Former British minister for Africa Rory Stewart has disclosed the British government’s involvement in the ousting of President Robert Mugabe in 2017.

In his memoir, “Politics On the Edge—A Memoir From Within,” Stewart reveals that Britain viewed Mugabe’s removal as an opportunity to reshape Zimbabwe’s foreign policy in its favor.

Stewart’s firsthand account offers insights into the turbulent moments surrounding Mugabe’s downfall, particularly from the British perspective.

He highlights the role of then-British Ambassador to Zimbabwe, Catriona Laing, who advocated for supporting Emerson Mnangagwa as a pragmatic leader capable of bringing positive change to the country.

Despite warnings about Mnangagwa’s history of human rights violations and corruption, Laing persisted in her support, even rejecting the idea of setting conditions for backing Mnangagwa.

Stewart underscores the British Foreign Office’s reluctance to challenge Zimbabwe’s existing status quo.

Despite his doubts about Mnangagwa’s commitment to reforms, Stewart became the first foreign minister to meet with him after the coup, emphasizing the importance of credible elections and inclusive policies.

However, Mnangagwa’s subsequent actions, such as deploying soldiers to suppress dissent, dashed hopes for meaningful change.

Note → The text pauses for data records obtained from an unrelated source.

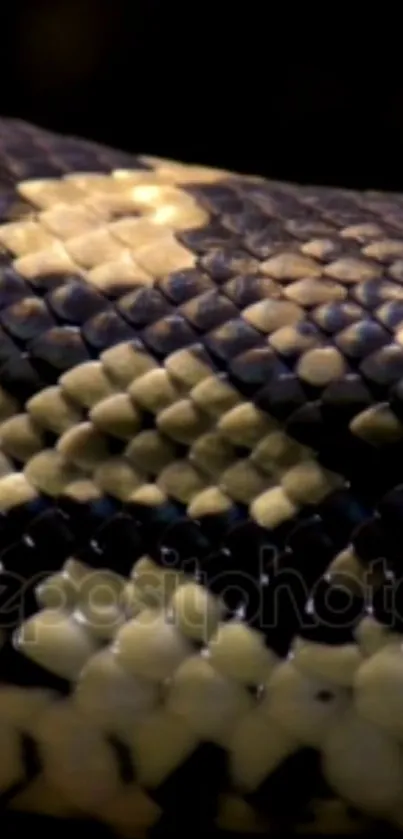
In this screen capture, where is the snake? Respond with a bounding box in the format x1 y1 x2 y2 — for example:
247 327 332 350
0 113 403 839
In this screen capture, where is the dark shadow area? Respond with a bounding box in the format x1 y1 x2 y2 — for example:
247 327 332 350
0 0 403 189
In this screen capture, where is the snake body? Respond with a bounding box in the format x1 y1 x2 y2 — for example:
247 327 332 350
0 119 403 839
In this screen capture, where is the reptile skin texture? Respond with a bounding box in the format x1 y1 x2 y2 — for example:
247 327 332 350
0 119 403 839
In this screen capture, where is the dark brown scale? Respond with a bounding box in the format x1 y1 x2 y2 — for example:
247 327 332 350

Stewart reflects on the aftermath, expressing disappointment in the British system’s failure to bring about positive change in Zimbabwe, as Mnangagwa’s regime reverted to authoritarianism and economic instability.

Despite the revelations in Stewart’s memoir, Ambassador Laing has yet to acknowledge any misjudgments regarding Mnangagwa’s intentions.

Stewart’s book offers a critical analysis of Britain’s role in Zimbabwe’s political upheaval, highlighting the complexities and consequences of foreign intervention in African affairs.